Avec la généralisation des voitures de contrôle automatisé du stationnement, une situation de plus en plus fréquente interroge les automobilistes : que se passe-t-il lorsqu’un véhicule LAPI passe précisément au moment où l’on vient de se garer et où l’on se dirige vers l’horodateur ou l’application pour payer ? Peut-on réellement être sanctionné alors que l’on est en train de régulariser son stationnement ? La réponse est juridiquement inconfortable et révèle une zone grise du système parisien.
Comment fonctionne le contrôle automatisé du stationnement à Paris
À Paris, le contrôle du stationnement payant n’est plus assuré principalement par des agents à pied mais par des véhicules équipés de caméras de lecture automatique des plaques (LAPI). Ces voitures parcourent les rues et scannent en continu les plaques d’immatriculation des véhicules stationnés. Chaque plaque est instantanément comparée à la base de données des paiements enregistrés (par horodateur ou via les applications). Si, au moment exact du passage du véhicule, aucun paiement n’est associé à la plaque, le système peut générer un Forfait Post-Stationnement (FPS), qui remplacera l’ancienne amende. Le point clé est ici l’instantanéité du contrôle : la machine ne “voit” que l’état de la base de données à une seconde donnée, sans aucune capacité d’interpréter une intention ou une action en cours, comme le fait de marcher vers l’horodateur ou de saisir son numéro de plaque sur son téléphone. Autrement dit, le système ne contrôle pas des comportements, mais des statuts informatiques : payé ou non payé à T.
La fiction juridique du « stationnement immédiatement payant »
Le droit du stationnement repose sur une fiction : celle selon laquelle le stationnement payant commence dès que le véhicule est immobilisé. En théorie, dès l’instant où vous coupez le moteur, vous devez être titulaire d’un droit de stationner, donc avoir payé ou être en train de payer. Or, aucun texte ne définit réellement un délai légal de tolérance pour permettre à l’automobiliste de sortir de son véhicule, marcher jusqu’à l’horodateur ou ouvrir une application.
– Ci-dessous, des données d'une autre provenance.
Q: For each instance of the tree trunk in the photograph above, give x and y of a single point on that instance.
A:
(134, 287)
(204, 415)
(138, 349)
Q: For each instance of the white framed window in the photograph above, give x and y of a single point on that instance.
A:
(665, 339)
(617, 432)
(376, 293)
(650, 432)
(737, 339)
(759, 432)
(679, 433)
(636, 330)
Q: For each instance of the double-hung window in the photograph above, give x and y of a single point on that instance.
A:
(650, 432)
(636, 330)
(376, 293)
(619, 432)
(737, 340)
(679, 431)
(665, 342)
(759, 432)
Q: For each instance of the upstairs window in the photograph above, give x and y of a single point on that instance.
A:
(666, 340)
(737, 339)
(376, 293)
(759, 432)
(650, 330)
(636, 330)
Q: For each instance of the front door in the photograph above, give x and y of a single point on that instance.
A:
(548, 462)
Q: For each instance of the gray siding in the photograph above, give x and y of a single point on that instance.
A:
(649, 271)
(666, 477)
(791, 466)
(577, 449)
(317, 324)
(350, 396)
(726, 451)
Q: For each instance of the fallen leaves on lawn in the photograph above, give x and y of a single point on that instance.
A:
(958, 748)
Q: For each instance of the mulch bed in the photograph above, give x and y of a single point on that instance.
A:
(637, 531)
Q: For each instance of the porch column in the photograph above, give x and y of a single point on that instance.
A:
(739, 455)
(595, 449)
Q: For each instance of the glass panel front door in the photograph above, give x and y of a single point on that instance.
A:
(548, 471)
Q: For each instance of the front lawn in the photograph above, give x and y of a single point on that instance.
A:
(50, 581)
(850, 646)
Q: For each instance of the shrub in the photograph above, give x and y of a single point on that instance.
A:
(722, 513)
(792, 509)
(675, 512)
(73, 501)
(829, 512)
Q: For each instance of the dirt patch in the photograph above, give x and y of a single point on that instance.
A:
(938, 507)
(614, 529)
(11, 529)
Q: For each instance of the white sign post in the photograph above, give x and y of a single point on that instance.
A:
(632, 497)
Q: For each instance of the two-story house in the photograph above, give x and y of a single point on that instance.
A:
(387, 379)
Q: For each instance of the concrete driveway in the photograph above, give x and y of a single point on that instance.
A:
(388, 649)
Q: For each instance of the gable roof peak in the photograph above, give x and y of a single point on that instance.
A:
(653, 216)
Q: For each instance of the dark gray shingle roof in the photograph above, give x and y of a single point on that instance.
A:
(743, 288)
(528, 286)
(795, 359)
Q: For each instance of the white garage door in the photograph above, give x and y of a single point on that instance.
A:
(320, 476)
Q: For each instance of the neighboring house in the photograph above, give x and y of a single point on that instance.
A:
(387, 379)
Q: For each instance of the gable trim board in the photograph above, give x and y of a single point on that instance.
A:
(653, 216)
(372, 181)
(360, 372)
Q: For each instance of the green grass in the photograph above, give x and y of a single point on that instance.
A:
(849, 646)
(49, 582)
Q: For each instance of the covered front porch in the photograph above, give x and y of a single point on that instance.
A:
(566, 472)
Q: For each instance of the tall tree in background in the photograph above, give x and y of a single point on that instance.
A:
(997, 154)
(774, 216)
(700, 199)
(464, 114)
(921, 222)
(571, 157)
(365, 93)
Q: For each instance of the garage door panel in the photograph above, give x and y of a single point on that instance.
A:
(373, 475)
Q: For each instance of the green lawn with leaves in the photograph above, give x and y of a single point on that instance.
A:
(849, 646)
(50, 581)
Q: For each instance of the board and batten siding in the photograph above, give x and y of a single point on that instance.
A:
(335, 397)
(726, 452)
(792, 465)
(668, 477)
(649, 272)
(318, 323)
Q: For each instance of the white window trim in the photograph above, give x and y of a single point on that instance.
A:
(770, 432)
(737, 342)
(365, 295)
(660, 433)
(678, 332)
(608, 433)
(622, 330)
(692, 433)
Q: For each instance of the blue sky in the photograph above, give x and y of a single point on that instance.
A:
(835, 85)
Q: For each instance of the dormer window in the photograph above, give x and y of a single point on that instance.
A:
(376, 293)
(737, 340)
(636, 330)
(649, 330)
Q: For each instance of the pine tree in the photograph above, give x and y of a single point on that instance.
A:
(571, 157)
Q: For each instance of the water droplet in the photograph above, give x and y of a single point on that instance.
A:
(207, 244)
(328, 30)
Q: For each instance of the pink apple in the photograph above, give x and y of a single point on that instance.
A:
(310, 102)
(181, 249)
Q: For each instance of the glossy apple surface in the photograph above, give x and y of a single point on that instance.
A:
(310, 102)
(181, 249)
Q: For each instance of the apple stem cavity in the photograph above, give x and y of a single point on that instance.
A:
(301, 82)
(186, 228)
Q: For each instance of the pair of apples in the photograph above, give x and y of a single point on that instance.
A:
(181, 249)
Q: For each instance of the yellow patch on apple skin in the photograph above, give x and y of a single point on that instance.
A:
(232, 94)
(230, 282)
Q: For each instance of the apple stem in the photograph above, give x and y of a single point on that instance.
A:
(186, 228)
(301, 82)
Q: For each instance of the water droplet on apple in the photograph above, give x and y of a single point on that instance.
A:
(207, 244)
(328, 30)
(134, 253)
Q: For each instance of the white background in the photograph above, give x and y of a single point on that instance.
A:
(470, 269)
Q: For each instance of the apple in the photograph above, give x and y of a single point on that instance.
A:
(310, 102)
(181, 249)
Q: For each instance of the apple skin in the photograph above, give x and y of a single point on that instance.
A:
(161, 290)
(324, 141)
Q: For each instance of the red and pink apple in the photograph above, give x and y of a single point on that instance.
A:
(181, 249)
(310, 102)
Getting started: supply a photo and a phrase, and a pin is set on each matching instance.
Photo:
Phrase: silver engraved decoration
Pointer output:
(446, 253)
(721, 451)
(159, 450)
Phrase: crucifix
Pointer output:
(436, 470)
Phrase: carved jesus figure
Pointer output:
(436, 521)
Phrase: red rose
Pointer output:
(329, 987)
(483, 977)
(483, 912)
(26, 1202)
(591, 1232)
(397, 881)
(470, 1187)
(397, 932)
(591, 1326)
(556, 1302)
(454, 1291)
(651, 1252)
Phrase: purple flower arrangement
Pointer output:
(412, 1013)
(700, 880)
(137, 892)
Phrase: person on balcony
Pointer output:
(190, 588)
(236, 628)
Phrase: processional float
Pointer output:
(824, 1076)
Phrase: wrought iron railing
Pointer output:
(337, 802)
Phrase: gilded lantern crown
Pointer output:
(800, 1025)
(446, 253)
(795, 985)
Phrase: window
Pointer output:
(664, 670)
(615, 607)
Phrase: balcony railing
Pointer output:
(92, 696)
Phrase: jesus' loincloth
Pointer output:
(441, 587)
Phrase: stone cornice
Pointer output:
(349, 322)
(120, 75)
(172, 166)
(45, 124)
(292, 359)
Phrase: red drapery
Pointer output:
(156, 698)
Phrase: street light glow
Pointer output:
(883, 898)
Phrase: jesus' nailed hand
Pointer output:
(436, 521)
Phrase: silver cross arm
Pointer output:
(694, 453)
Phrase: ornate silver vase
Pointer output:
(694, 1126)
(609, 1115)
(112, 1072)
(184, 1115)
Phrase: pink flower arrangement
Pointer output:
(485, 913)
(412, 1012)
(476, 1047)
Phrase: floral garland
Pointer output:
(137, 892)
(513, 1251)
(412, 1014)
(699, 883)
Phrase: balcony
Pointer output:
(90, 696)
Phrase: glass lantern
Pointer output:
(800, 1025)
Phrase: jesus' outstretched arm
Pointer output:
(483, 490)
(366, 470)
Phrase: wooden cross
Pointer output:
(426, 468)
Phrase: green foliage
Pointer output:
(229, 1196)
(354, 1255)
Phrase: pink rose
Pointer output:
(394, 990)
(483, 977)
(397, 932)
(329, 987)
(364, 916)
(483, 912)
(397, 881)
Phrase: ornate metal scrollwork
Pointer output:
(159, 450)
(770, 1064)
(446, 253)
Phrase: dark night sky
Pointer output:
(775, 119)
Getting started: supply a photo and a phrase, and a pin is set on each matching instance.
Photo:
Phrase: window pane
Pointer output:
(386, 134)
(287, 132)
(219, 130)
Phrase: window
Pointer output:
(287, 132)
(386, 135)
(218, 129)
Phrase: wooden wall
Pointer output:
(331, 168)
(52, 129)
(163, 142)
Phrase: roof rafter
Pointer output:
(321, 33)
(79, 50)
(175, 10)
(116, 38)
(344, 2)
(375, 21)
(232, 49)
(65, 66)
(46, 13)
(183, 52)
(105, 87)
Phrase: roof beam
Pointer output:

Dans l’ancien système, cette zone grise était absorbée par l’intelligence humaine : un agent ne verbalisait pas quelqu’un qu’il voyait physiquement se diriger vers la borne. Avec les véhicules LAPI, cette humanité disparaît. Le système peut donc constater une infraction parfaitement “formelle” alors même que, matériellement, l’automobiliste était en train de faire exactement ce que la règle attend de lui. C’est ici que se crée la tension : le droit suppose un paiement immédiat, mais la réalité matérielle impose toujours quelques dizaines de secondes, voire quelques minutes.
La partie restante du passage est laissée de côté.